溫令兒看着眼前的明德王滿是歉意的臉,此時終于記起來,母親當初藏在床底下的畫像,同明德王的眉眼如出一轍,她記得母親溫柔的笑意,眼底毫不遮掩的愛意,原來真相如此。
可他為何不信母親,為何偏偏聽得旁人之言?
“我……需要緩一緩。”溫令兒言罷,轉身離開,若是更早之前,她也許會開心,畢竟自己的父親是當朝王爺,可如今她心底一片苦澀,母親死了,如今真相如何,又有什麽用呢。
一旁的白狐歪頭看了看衆人,好似察覺到少女心情不好,朝着明德王龇牙咧嘴,發出兇狠的吼叫聲,繼而便轉身朝着溫令兒的身影跑去。
溫瑾楓看着自家妹妹失魂落魄的背影,他知道她心裏是想念母親了,母親當初為了救他們被溫府主母害死,他嘆了口氣,連忙追了上去,明德王看着兩個孩子的背影,正要擡步跟去,便被伏夢制止了。
“王爺,令兒是明事理的孩子,您別擔心,她需要時間理一理其中緣由,讓他們自己處理罷。”
伏夢原想過溫令兒知曉自己是明德王的孩子,會開心,會借機報複将軍府,然而如今是她狹隘了,明秀果然是名動京都的才女,養出來的孩子自然是懂得感恩的。
“怪我,一切都怪我。”明德王心裏一片苦澀,悔恨交加。
“王爺,這麽多年你為了明秀未曾娶妻生子,并非無情無義之人。如今既然認親,也該對當年之事做個了結了,給明秀一個交代,也給自己一個結果,那兩個孩子是好孩子。”尉寒清拍了拍好友的肩膀,滿是唏噓道。

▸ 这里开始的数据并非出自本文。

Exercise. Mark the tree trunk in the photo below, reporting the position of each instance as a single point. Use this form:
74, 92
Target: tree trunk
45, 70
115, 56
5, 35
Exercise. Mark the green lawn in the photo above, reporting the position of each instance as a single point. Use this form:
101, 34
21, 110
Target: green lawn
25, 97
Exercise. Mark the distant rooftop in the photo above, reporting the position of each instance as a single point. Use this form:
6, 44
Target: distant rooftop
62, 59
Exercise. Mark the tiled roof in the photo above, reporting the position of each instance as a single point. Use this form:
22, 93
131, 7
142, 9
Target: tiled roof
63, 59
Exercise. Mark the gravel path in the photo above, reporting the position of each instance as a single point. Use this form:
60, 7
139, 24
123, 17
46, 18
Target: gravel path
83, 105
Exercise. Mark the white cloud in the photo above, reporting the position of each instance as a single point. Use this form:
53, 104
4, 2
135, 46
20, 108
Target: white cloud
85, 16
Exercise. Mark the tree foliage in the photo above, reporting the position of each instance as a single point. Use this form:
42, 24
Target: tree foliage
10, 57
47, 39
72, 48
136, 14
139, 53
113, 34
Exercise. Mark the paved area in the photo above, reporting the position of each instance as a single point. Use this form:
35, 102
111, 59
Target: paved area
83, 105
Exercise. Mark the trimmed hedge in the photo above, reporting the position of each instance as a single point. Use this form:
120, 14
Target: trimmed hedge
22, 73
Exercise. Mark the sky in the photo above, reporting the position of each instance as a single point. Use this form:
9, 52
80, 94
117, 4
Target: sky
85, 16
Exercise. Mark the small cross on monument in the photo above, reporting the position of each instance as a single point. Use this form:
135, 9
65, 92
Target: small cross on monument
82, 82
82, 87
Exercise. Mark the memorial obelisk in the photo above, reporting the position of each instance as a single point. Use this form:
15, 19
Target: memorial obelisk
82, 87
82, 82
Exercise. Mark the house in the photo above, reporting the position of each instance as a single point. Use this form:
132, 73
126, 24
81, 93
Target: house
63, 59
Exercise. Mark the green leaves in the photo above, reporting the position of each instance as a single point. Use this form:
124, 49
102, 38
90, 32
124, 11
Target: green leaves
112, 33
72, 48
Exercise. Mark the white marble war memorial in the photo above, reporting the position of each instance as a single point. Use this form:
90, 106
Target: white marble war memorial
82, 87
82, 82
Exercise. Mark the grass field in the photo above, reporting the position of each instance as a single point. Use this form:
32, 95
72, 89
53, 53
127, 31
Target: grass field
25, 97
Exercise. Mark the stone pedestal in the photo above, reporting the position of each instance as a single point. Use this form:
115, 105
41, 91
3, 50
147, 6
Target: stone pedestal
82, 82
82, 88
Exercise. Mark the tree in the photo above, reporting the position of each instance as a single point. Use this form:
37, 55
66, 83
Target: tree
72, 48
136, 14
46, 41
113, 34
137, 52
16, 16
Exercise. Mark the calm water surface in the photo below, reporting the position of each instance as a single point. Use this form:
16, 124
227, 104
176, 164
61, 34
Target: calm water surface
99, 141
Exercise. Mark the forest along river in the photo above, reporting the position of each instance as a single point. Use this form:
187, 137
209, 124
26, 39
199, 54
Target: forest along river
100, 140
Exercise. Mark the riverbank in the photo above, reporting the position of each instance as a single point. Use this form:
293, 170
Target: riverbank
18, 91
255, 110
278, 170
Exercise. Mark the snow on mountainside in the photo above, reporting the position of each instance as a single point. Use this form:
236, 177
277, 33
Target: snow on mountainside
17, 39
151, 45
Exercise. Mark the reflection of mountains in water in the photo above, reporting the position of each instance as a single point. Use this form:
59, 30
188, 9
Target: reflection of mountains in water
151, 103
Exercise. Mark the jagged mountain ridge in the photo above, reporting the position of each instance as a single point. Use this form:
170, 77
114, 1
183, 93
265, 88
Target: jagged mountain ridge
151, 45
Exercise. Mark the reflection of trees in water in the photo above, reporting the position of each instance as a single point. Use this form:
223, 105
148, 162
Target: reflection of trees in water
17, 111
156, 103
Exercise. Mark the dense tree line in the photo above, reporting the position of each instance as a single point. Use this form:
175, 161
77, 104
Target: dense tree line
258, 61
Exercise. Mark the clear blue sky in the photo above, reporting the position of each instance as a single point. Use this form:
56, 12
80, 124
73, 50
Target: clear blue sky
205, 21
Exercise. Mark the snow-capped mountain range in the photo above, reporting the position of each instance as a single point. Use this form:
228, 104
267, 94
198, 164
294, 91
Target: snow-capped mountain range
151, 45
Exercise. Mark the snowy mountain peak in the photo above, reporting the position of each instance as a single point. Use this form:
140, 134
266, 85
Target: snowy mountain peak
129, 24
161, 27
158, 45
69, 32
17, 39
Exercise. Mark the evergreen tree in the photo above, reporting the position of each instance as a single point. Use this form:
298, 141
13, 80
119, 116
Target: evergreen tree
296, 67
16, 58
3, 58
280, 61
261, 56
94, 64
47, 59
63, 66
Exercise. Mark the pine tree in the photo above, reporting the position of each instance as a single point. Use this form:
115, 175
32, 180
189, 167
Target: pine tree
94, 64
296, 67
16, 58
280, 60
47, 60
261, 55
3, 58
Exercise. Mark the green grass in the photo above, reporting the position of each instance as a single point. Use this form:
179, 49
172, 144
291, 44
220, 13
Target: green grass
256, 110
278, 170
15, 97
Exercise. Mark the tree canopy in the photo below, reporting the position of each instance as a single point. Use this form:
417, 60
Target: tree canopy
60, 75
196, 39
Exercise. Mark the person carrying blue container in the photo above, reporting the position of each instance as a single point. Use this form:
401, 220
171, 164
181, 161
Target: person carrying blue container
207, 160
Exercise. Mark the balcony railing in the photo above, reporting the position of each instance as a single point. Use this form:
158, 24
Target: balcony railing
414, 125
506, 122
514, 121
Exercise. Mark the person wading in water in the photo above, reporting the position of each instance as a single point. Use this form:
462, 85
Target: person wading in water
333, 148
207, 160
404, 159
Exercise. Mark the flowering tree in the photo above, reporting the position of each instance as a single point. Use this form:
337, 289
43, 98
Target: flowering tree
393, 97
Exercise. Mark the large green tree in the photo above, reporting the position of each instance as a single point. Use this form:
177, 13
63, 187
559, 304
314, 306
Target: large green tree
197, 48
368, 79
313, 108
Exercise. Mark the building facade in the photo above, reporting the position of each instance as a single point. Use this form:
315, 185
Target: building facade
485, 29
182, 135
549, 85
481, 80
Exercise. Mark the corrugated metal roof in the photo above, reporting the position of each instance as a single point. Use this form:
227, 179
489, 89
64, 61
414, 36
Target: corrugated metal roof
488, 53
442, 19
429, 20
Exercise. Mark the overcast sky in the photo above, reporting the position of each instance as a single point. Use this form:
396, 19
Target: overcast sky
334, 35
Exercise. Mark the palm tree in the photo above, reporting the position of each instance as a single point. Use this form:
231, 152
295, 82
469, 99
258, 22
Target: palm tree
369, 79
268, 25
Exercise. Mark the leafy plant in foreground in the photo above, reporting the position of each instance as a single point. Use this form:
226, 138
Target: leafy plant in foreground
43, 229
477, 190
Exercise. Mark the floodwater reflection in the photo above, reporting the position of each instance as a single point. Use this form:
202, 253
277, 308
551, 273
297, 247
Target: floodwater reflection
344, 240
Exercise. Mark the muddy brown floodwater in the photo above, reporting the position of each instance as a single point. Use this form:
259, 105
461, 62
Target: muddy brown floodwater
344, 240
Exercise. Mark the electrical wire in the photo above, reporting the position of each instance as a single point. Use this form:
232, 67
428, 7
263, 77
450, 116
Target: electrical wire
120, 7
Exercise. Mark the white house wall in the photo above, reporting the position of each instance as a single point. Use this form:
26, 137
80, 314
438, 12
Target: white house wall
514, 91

“是啊,也該是了結之時了。”明德王看着兩個孩子漸行漸遠的背影,長嘆一聲,他逃避了這麽多年的真相,也該正視了。
長風吹過,荷葉作響,攪亂一池翠波,掩蓋了他人嘆息,将世間萬事萬物吹拂而起,浮浮沉沉,不得休止。
作者有話要說:劇情節奏的确慢了一些,我自己想過,後期會加快節奏的,謝謝你們的建議和支持,天涼多加衣。